E c’erano gesti impuniti che i conservatori non facevano mai attendere a scapito di chi osava troppo. Ai Giochi Olimpici nella squadra dei rifugiati c’era una giovane ragazza afghana sulla sua bicicletta, arrivata ultima e felicissima nella cronometro. Si chiama Masomah Ali Zada, classe 1996, è di etnia Hazara. Vive in Francia, oltre all’università ha potuto continuare ad allenarsi e grazie ad una borsa di studio per atleti rifugiati del Cio è arrivata a Tokyo2020.
La sua famiglia ha tentato di andare in esilio in Iran, poi è tornata a Kabul fino al trasferimento in Francia. Durante gli allenamenti in bici per la nazionale di ciclismo femminile i conservatori avevano preso di mira Masomah, erano arrivati a lanciarle uova e frutta, l’avevano persino investita. Nel 2016 lei diventa protagonista del documentario “Les Petites Reines de Kaboul”, in cui viene raccontato al mondo tutto ciò che comporta essere una donna e una ciclista in Afghanistan. Il passo successivo è il trasferimento.
Ma cosa ne sarà delle donne rimaste in Afghanistan? Molte di loro in queste ore così drammatiche affidano il proprio dolore al Web, sotto forma di racconti agghiaccianti. Alcune nascondono i diplomi, le prove dei traguardi raggiunti, altre dopo anni di lotta contro l’estremismo indossano a malincuore un velo e si rassegnano alla loro sorte.
La bandiera dell’Afghanistan non sventolerà a Tokyo. E noi ci chiediamo cosa ne sarà di tutti gli atleti, donne e uomini, e di tutte le persone che in questi anni avevano assaporato sprazzi di libertà e avevano costruito una società più vivibile.
Lo sport in questa operazione aveva rappresentato un tassello fondamentale.
Pensiamo alle calciatrici della nazionale femminile come Khalida Popal, che oggi vive in Danimarca e racconta di aver ricevuto una serie di chiamate preoccupanti, richieste di soccorso a cui ha semplicemente risposto: scappate, cancellate i vostri profili dai social e tutte le foto, nascondetevi. Un consiglio che suona come una resa e che non avrebbe mai voluto dare, dopo anni di lavoro per rendere visibili le istanze di tante altre donne del suo Paese. Anche dal calcio femminile, dal suo abbigliamento e dai suoi piedi passava l’empowerment delle donne afghane.
Pensiamo a Zakia Khudadadi, che sarebbe entrata nella storia come prima atleta donna afghana ai Giochi Paralimpici, e a Hossain Rasouli, che con lei sarebbe volato a Tokyo. “Non lasciate che i talebani mi tolgano i diritti fondamentali.
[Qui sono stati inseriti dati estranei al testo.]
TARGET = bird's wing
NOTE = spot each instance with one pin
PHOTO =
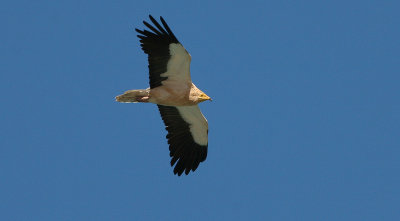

Ho ancora fiducia, vi prego: aiutatemi a partecipare. È il mio sogno, ho lottato 5 anni per arrivare dove sono”, implora la Khudadadi, lottatrice di taekwondo.
Vent’anni fa una donna non avrebbe mai potuto competere in una gara. Non avrebbe mai potuto studiare e non avrebbe mai potuto scegliere di fare moltissime altre cose. Oggi la prospettiva è di un ritorno a quel passato tanto crudele, un passato che molte donne afghane sono persino troppo giovani per ricordare e che sicuramente suona ancora più apocalittico.
Pensiamo a tutti gli atleti che non saranno a Tokyo e anche a tutte le bambine come quelle che partecipavano ai progetti di Skateistan e che attraverso lo skateboarding imparavano a vivere l’uguaglianza tra i generi e a non restare in silenzio in caso di abusi e tentativi di sottomissione. Il cortometraggio a loro ispirato “Learning to skateboard in a war zone (if you’re a girl)” ha vinto un Oscar nel 2020.
E ora? Cosa ne sarà di loro? Cosa ne sarà di tutte queste donne senza più voce? L’Afghanistan non ci sarà, noi ci saremo per l’Afghanistan?